Begin Again
January 14, 2024 - February 11, 2024
I’ve said before that I could preach from Genesis 1, 2, and 3 and never run out of things to say. Let’s test that theory with a short series on the creation stories from Genesis 1 and 2. What are the Big Ideas that we take away from a deep (repetitive) dive into these stories?
It’s all good. In the opening story of our sacred text, we encounter God’s imagination and intention in making a world that is good, and very good. Our faith has sometimes jumped too quickly to the brokenness of all things, but that’s not where God starts, nor where we begin. How would our theology be different if we started, always, from the goodness of all things, including ourselves?
The Quotidian Mysteries. In a book of this name, Kathleen Norris explores laundry as a spiritual practice. It relates to God’s creative work on the first several days when God is not mainly making something out of nothing, but rather separating this from that – light from dark, water from land, sky from surface, etc. God as an Orderer calls us to mimic this work in our own ordered lives – materially and ethically. A theological argument for making the bed?
Rest Finishes the Work. Fundamentalists speak of a “six-day creation” – but that misses the work of the seventh day, which is rest. What if no job is really complete until there’s been time to rest from it? To let it sink into our tired bones, for us to process the work with our loved ones or in our dreams, to get some distance from the work and let it become meaningful... Being in the image of God as we are, rest is one of the ways we can be godly.
Tilling & Keeping this Blessed Rock. When we think of “relationships” we’re usually speaking of people or Persons – relationships with family or friends, or perhaps with God.
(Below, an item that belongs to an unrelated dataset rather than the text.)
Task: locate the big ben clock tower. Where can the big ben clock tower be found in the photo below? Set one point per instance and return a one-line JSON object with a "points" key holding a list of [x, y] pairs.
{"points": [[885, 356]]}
Maybe, for some of us, there’s a sense of “relationship” with an animal companion, but we sense that it’s not entirely mutual. (Fight me.) But what is the nature of the relationship that God designates for human beings with the planet God built us out of? “Tilling” and “keeping” (and “dominion,” from chp. 1) are words that deserve our attention, especially in this age of eco-anxiety after a long era of eco-domination.
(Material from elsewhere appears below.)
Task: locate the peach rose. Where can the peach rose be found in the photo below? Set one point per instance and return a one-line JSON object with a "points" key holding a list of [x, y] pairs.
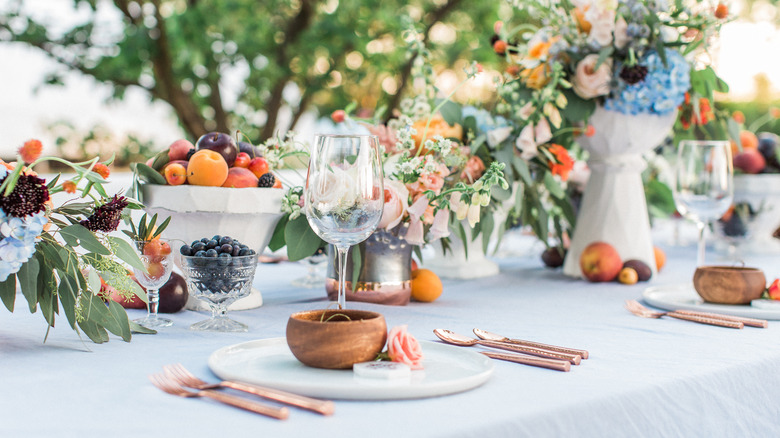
{"points": [[396, 200], [403, 348], [590, 82]]}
Naked and Unashamed. We probably can’t talk enough about the loving care that God has for our bodies, especially because the counter-testimony (your body is wrong, dangerous, untrustworthy, problematic) is so strong. We remember that one of the first signs of the humans’ brokenness in chp. 3 is their strong desire to cover up. Genesis 2 calls us back to an exalted state of “body positivity” – though there ought to be a better way to say that.